The key to this pattern is the use of the XmlReader class. Instead of using the XDocument class to read our source XML file (which is the typical approach when using LINQ to XML), we’ll create a special function that returns the XML as a collection of XElements. This allows us to make use of the LINQ syntax while taking advantage of the streaming functionality provided by XmlReader.

Before adding the code, you’ll need to add the following namespaces to your using statements:

·     System.Collections.Generic

·     System.Linq

·     System.Xml.Linq

Listing 9-9 contains the code for the XmlReader function (StreamReader), as well as the CreateNewOutputRows logic to consume the XML document.

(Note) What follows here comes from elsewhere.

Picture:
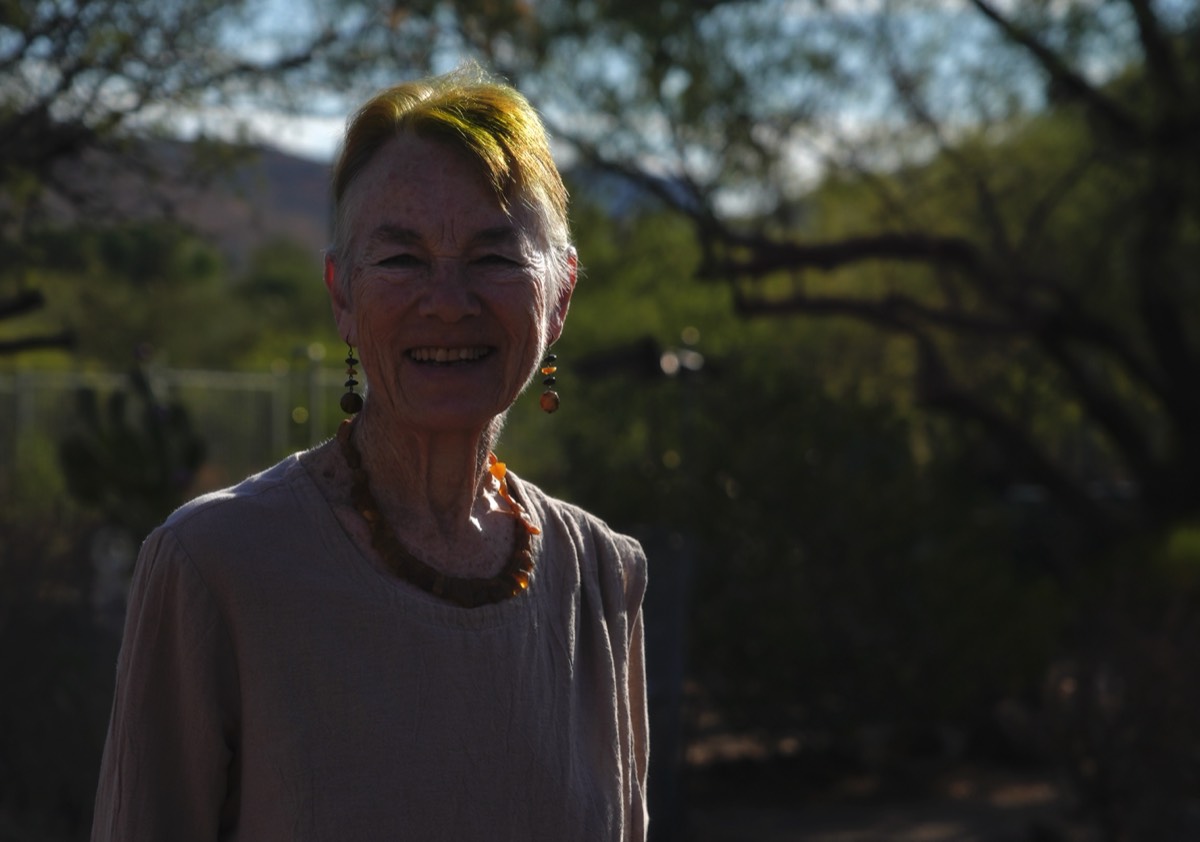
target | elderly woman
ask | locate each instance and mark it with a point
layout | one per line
(389, 637)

Listing 9-9. Script Logic for Using the XmlReader Class

public override void CreateNewOutputRows()
{
    foreach (var xdata in (
        from customer in StreamReader(pathToXmlFile, "Customer")
        select new
        {
          Key = customer.Attribute("Key").Value,
          FirstName = customer.Element("Name").Element("FirstName").Value,
          LastName = customer.Element("Name").Element("LastName").Value,
          BirthDate = customer.Element("BirthDate").Value,
          Gender = customer.Element("Gender").Value,
          YearlyIncome = customer.Element("YearlyIncome").Value,
        }
    ))
    {
        try
        {
          CustomersBuffer.AddRow();
          CustomersBuffer.Key = Convert.ToInt32(xdata.Key);
          CustomersBuffer.FirstName = xdata.FirstName;
          CustomersBuffer.LastName = xdata.LastName;
          CustomersBuffer.BirthDate = Convert.ToDateTime(xdata.BirthDate);
          CustomersBuffer.Gender = xdata.Gender;
          CustomersBuffer.YearlyIncome = Convert.ToDecimal(xdata.YearlyIncome);
        }
        catch (Exception e)
        {
            string errorMessage = string.Format("Error retrieving data. Exception message: {0}",
                                                 e.Message);
            bool bCancel;
            ComponentMetaData.FireError(0, ComponentMetaData.Name, errorMessage, string.Empty, 0,
                                        out bCancel);
        }
    }
}

static IEnumerable<XElement> StreamReader(String filename, string elementName)
{
  using (XmlReader xr = XmlReader.Create(filename))
  {
      xr.MoveToContent();
      while (xr.Read())
      {
          while (xr.NodeType == XmlNodeType.Element && xr.Name == elementName)
          {
              XElement node = (XElement)XElement.ReadFrom(xr);
              yield return node;
          }
      }
      xr.Close();
  }
}

Conclusion

The XML Source component lets you process XML documents from an SSIS data flow without writing any code. Although it can handle most XML schemas, it tends to work best with simple XML documents. When dealing with complex XML formats, consider using XSLT to reformat the source document to a format that is easily parsed. If you don’t mind writing and maintaining .NET code, consider using one of the script component patterns described in this chapter when you need more control over how a document is parsed, are working with large XML documents, or have specific performance requirements.